VII
– Вас нетрудно будет устроить в какой-нибудь художественный салон, – сказал Лоу-старший. – Война вам в этом смысле на руку. У нас сейчас нехватка подсобной рабочей силы.
– Можно подумать, что я делец, наживающийся на войне, – сказал я сердито. – Мне без конца твердят, будто война дала мне массу преимуществ.
– А разве не дала? – Лоу с ожесточением почесал свой лысый череп мечом Михаила Архангела; скульптура была подделкой под старину. – Не будь войны, вы не оказались бы в Америке.
– Правильно. Но если бы не война, немцы не оказались бы во Франции.
– Разве вам здесь не лучше, чем во Франции?
– Господин Лоу, это бесцельный разговор. И в той и в другой стране я чувствую себя паразитом.
Лоу просиял.
– Паразитом! Очень метко. Я сам хотел это вам разъяснить. В вашем положении вы не можете претендовать на постоянную работу ни в одном художественном салоне. Вы должны найти себе приблизительно такое же занятие, как у нас. Так сказать, нелегальное. Я тут говорил с одним человеком, у которого вы, наверное, сможете пристроиться. Он тоже паразит. Но богатый паразит. Торгует предметами искусства. Картинами. Тем не менее он паразит.
– Он торгует подделками?
– Боже избави! – Лоу отложил поддельного Михаила Архангела и сел в почти целиком отреставрированное флорентийское кресло времен Савонаролы – только верхняя часть кресла была подлинной. – Торговля предметами искусства – вообще ремесло для людей с нечистой совестью, – начал он тоном поучения. – Мы зарабатываем деньги, которые, собственно, должен был бы заработать художник. Ведь мы получаем за те же произведения во много раз больше, чем в свое время их создатель. Когда речь идет об антикварных вещах или о предметах прикладного искусства, все это еще не так страшно. Страшно бывает с «чистым искусством». Вспомните Ван Гога. За всю свою жизнь он не продал ни одной картины и жил впроголодь, а сейчас торговцы наживают на нем миллионы. И так было испокон веку: художник голодает, а торговец обзаводится дворцами.
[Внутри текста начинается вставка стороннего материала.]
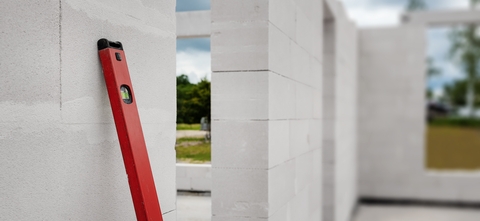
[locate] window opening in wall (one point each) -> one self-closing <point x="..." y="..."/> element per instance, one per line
<point x="193" y="101"/>
<point x="453" y="98"/>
– По-вашему, дельцов мучает совесть?
Лоу подмигнул:
– Ровно настолько, чтобы барыши не казались им чересчур пресными. Торговцы картинами – народ своеобразный. Им хочется не только разбогатеть на произведениях искусства, но зачастую и подняться до уровня этого искусства. Ведь сам художник, продающий картины, почти всегда нищий, ему даже не на что поужинать. Таким образом, торговец чувствует свое превосходство, превосходство человека, который может заплатить за чужой ужин. Понятно?
– Даже очень. Хотя я не художник. Но в этом деле разбираюсь.
– Вот видите. Художника всегда используют. И вот, чтобы сохранить видимость любви к искусству, которое дает торговцам возможность жить в полном довольстве, и к художнику, которого они эксплуатируют, торговцы открывают художественные салоны. Иными словами, время от времени устраивают выставки. В основном они это делают, чтобы нажить деньги на художнике, связанном с ними по рукам и ногам кабальными договорами. Но также и для того, чтобы художник получил известность. Довольно-таки жалкое алиби. Однако на этом основании торгаши хотят считаться меценатами.
– Это, стало быть, и есть паразиты от искусства? – спросил я, развеселившись.
– Нет, – сказал Лоу-старший, закуривая сигару. – Они хоть что-то делают для искусства. Паразитами я называю дельцов, которые торгуют картинами, не имея ни лавок, ни салонов. Они используют интерес, который другие вызывают своими выставками. И при этом без всяких затрат. Ведь они торгуют у себя на квартире. У них нет издержек производства. Разве что они платят секретарше. Даже за помещение с них не взимают налогов; арендная плата приравнивается у них к производственным расходам, потому что в квартире висят картины. И глядишь, вся семья паразита живет себе в этой квартире и радуется. Бесплатно. Мы гнем спину в лавке, тратим кровные денежки и драгоценное здоровье на служащих, а паразит валяется в кровати часов до девяти, а потом диктует письма секретарше и, как паук, поджидает покупателей.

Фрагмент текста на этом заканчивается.